The strike, scheduled for Wednesday, is being orchestrated by a grassroots organisation called Delivery Job UK, with a significant number of its members hailing from Brazil. The group asserts a following of over 3,000 supporters in London and various other cities.

Their objective is to highlight the inadequate pay and unstable conditions encountered by drivers, many of whom juggle multiple delivery apps simultaneously.

Typically categorised as self-employed contractors, app-based delivery drivers are not entitled to receive the statutory “national living wage” of £10.42 per hour, set to rise to £11.44 in April. This status was reaffirmed by a Supreme Court ruling in November, which determined that Deliveroo riders were not considered “workers” following a prolonged legal battle led by the Independent Workers’ Union of Great Britain advocating for their right to unionise and negotiate collectively.

An organiser from Delivery Job UK, speaking anonymously to the Guardian, remarked on the challenge of attaining the national living wage, particularly when factoring in expenses.

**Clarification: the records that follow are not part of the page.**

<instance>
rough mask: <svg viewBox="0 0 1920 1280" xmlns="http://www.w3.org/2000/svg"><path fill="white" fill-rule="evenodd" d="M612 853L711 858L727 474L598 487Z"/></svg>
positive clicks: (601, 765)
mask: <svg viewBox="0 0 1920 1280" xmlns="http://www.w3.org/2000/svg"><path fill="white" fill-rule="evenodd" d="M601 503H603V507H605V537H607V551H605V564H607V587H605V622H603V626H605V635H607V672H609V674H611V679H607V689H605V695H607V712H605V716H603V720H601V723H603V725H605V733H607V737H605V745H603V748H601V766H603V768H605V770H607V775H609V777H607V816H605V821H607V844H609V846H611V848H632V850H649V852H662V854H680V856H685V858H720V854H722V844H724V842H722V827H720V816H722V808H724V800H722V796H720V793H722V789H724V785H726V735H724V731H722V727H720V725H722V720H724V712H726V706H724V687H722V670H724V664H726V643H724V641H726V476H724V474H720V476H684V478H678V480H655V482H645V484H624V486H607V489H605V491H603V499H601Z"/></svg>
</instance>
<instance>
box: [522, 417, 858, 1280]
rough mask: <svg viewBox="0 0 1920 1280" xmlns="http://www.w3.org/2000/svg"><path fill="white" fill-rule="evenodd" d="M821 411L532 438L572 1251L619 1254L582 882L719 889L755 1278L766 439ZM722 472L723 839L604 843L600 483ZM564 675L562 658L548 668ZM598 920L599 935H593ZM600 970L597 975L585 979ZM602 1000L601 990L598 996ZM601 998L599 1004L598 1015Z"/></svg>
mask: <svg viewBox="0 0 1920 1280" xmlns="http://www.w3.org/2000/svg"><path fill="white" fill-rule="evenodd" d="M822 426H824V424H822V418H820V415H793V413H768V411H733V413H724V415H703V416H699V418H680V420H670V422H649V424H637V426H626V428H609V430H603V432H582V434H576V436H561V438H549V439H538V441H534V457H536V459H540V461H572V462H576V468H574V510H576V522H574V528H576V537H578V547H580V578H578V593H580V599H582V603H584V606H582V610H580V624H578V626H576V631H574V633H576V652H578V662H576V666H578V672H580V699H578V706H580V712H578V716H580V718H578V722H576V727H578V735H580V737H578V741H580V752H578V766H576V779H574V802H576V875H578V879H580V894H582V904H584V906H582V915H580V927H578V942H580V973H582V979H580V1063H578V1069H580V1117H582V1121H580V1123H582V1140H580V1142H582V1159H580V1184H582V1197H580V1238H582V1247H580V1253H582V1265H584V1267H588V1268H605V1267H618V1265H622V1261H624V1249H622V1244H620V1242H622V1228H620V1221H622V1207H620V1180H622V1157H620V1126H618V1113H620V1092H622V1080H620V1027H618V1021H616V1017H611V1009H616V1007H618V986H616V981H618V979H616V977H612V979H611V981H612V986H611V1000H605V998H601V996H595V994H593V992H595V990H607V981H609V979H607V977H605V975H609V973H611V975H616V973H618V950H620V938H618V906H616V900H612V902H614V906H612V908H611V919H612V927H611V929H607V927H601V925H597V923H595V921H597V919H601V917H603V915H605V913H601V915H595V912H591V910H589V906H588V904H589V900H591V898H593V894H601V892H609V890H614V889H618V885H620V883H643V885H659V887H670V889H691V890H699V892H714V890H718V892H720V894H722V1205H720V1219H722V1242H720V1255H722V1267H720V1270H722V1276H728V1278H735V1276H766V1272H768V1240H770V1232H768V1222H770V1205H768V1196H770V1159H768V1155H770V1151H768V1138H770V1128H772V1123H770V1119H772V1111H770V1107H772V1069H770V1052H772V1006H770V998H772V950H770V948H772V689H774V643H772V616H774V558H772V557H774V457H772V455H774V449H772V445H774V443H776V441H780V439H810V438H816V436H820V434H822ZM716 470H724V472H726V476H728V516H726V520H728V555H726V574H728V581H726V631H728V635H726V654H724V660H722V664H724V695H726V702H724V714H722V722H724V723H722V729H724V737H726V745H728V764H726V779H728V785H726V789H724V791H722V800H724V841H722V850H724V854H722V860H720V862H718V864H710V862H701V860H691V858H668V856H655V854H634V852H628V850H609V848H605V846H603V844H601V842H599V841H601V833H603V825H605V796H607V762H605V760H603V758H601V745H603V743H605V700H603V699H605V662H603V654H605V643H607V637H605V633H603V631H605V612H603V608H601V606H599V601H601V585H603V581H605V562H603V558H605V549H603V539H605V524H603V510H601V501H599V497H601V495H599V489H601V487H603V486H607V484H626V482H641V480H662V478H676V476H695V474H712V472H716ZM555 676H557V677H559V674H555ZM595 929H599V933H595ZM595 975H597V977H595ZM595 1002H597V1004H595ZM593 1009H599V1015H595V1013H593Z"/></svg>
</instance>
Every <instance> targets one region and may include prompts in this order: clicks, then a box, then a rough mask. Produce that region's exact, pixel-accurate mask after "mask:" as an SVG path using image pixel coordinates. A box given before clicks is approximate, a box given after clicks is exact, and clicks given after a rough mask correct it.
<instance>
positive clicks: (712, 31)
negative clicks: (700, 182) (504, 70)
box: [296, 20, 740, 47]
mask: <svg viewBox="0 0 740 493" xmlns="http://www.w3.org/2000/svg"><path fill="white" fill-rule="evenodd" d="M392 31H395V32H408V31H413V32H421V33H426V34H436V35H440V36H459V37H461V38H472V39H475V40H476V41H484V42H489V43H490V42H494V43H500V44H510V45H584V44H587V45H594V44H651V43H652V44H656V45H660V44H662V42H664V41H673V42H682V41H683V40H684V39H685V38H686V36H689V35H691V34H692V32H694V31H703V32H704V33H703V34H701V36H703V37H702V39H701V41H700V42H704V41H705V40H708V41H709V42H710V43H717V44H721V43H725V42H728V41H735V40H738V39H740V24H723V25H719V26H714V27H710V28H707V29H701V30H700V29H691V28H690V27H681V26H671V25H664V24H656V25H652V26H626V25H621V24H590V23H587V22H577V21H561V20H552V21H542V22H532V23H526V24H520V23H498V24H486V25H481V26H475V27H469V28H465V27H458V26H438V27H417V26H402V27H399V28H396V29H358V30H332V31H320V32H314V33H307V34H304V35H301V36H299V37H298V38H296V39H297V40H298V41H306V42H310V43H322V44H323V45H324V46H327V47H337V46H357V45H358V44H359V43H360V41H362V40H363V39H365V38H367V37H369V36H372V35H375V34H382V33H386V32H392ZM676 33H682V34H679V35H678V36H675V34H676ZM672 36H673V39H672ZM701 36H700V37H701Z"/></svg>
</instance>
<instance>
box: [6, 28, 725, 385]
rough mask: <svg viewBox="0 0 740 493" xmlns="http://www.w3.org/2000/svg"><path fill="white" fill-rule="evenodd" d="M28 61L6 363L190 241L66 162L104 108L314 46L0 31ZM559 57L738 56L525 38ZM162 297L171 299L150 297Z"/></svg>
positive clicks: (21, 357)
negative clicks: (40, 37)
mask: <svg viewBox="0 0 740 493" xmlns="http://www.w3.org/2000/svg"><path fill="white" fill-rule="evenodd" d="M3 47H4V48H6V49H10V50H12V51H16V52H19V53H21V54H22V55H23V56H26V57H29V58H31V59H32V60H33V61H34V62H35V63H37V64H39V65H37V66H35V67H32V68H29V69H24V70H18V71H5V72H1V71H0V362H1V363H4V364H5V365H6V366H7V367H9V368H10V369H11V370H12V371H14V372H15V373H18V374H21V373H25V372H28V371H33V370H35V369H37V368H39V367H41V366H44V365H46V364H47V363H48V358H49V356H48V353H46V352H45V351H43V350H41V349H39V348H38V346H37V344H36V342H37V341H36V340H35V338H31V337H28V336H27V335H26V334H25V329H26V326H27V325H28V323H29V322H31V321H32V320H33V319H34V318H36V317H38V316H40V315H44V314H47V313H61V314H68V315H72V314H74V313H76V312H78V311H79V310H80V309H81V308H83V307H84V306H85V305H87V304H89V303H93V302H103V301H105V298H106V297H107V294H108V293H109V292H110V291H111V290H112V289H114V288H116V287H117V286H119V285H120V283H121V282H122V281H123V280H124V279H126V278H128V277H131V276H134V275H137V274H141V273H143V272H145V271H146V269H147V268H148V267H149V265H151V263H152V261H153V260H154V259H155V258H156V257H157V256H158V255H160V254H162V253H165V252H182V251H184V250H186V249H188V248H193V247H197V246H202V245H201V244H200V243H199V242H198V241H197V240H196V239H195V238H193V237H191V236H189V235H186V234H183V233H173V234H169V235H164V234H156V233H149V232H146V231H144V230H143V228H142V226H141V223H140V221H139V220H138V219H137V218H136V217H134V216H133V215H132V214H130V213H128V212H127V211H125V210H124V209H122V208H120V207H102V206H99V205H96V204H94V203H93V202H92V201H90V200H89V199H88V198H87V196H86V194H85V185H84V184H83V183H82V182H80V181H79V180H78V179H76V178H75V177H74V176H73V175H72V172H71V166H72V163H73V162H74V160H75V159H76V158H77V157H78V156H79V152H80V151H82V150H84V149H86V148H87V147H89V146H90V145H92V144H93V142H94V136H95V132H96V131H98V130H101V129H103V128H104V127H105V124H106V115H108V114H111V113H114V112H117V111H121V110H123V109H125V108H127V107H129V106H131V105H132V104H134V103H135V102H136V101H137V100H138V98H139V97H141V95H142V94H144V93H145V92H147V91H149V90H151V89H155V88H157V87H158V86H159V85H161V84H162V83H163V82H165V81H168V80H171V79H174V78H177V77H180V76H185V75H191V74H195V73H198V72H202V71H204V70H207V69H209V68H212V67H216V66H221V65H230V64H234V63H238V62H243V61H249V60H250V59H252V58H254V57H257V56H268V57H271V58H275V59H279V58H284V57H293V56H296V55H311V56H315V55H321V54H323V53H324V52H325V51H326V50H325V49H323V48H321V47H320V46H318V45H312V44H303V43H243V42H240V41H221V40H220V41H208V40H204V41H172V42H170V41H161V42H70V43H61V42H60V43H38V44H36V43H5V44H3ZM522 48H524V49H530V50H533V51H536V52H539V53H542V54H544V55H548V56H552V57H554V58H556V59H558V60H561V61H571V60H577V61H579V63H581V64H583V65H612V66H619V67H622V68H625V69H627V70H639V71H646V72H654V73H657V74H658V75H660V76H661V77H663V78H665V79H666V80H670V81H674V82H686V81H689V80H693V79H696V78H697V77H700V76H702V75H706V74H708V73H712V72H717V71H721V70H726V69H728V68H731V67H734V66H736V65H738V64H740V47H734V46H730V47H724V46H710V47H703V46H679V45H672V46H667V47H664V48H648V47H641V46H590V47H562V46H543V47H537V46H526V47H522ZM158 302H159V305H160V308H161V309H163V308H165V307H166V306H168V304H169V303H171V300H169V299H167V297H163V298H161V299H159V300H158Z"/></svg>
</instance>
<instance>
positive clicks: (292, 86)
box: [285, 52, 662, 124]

These platforms typically offer a flat-rate minimum per job, alongside an additional fee based on distance; however, these rates fluctuate, and drivers often lament the lack of transparency in their calculation.

“It’s very arbitrary: we are unaware of the algorithm, we don’t know how it’s computed,” stated the organiser, expressing hope that consumers ordering takeaway meals would consider the plight of delivery drivers.

Data collected from thousands of couriers through the Rodeo app, which enables them to compare earnings across different delivery companies, indicated that fees were reduced in 2022 and 2023 despite significant inflation. Deliveroo’s data is not included, as the company has declined to allow drivers to share their information.

Dr Callum Cant, a researcher at Essex Business School, who specialises in this sector, highlighted the persistent issue of declining real wages among delivery app workers over time.

“These workers are frequently treated as invisible. And they’re taken for granted,” he added.

Deliveroo has a voluntary agreement with the GMB trade union aimed at ensuring that riders are remunerated at least the national living wage, inclusive of expenses, for the duration of their orders.

A spokesperson for Deliveroo emphasised the company’s commitment to offering riders flexible work options, attractive earning prospects, and protections, while an Uber Eats spokesperson underscored the flexibility the app provides for couriers to earn income as per their preferences.

Meanwhile, over 1,000 Amazon staff are anticipated to participate in a strike at the company’s Coventry warehouse from Tuesday to Thursday amidst an ongoing pay dispute.